Equating coefficients of linearly dependent vectors Consider a triangle in $\mathbb{R}^2$ with vertices A, B and C, which have position vectors $\underline a$, $\underline b$ and $\underline c$ respectively. The vector equations of two of the lines joining vertices of the triangle to the midpoints of opposite sides are as follows:
$$
\underline r_1 = \underline a+\lambda(\frac 12 \underline b + \frac 12 \underline c - \underline a)\\\underline r_2 = \underline b+\mu(\frac 12 \underline a + \frac 12 \underline c - \underline b)
$$
To find the position vector of the point of intersection of these two lines (ie the centroid of the triangle), you can equate $\underline r_1 = \underline r_2$ and attempt to extract a value for $\lambda$ and $\mu$. But it is impossible for all three of $\underline a$, $\underline b$ and $\underline c$ to be linearly independent, as in two dimensions every vector can be written as a linear combination of any two linearly independent vectors.

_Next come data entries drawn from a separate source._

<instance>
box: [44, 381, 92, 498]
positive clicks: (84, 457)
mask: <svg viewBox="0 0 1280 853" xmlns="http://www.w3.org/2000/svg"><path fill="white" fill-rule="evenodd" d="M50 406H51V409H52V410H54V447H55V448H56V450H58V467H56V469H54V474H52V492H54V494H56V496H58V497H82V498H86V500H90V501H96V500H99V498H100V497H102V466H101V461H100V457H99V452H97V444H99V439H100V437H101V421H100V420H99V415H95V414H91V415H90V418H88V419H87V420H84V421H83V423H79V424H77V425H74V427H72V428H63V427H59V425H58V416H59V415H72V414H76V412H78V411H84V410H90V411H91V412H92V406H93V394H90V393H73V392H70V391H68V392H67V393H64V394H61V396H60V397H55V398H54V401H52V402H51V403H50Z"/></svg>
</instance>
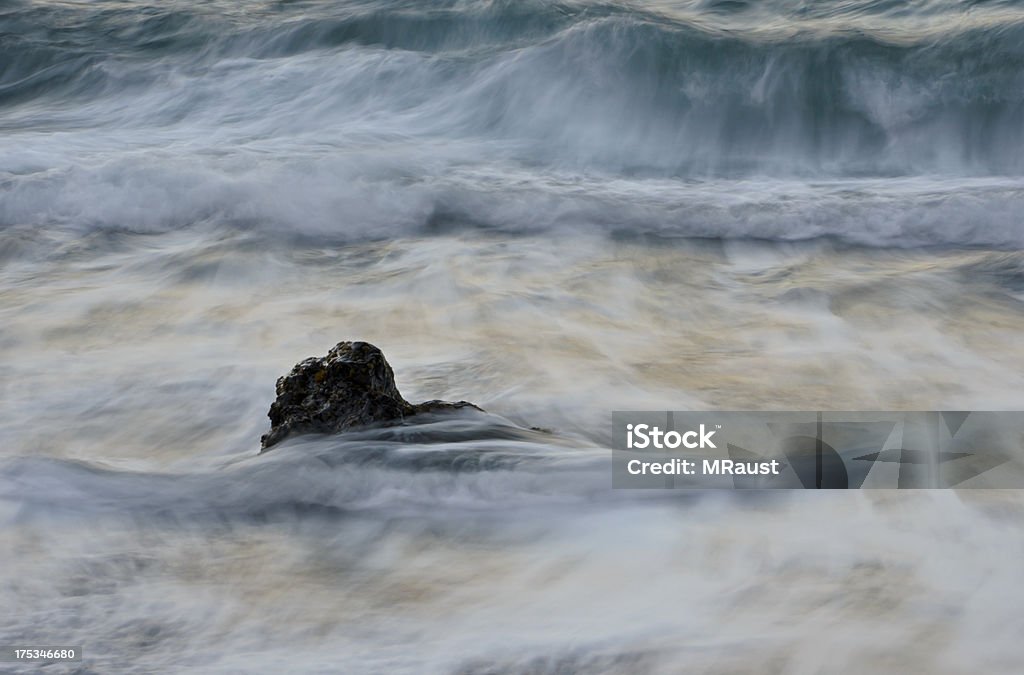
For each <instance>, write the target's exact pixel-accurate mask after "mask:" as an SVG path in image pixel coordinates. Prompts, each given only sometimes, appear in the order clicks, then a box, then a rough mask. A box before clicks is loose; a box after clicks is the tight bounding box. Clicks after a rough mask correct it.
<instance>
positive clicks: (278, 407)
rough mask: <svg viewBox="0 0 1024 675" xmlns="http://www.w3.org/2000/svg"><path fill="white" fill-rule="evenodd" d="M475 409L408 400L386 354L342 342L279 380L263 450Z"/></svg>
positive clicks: (262, 441) (281, 377)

Why, then, does ignoring this issue and equating coefficients without considering whether it is valid to do so give the correct answer of $\lambda$, $\mu$ = $\frac 23$ ?
 A: This isn't a perfect answer, but hopefully it's still illuminating: note that the entire problem can be shifted by any fixed vector (moving that vector to the origin) without altering the geometry of the situation. In particular, let us subtract $\underline c$ from all vectors to move the third vertex $\underline c$ to the origin. If we set $\underline \rho_i = \underline r_i-\underline c$ and $\underline \alpha=\underline a-\underline c$ and $\underline \beta=\underline b-\underline c$, then the equations become
$$
\underline \rho_1 = \underline \alpha+\lambda(\frac 12 \underline \beta - \underline \alpha)\\
\underline \rho_2 = \underline \beta+\mu(\frac 12 \underline \alpha - \underline \beta).
$$
Now it is obvious that equating coefficients yields the unique correct values of $\lambda$ and $\mu$. Further, that "obviousness" relies upon the fact that $\underline\alpha$ and $\underline\beta$ are themselves linearly independent—but this is exactly the condition that the triangle is nondegenerate.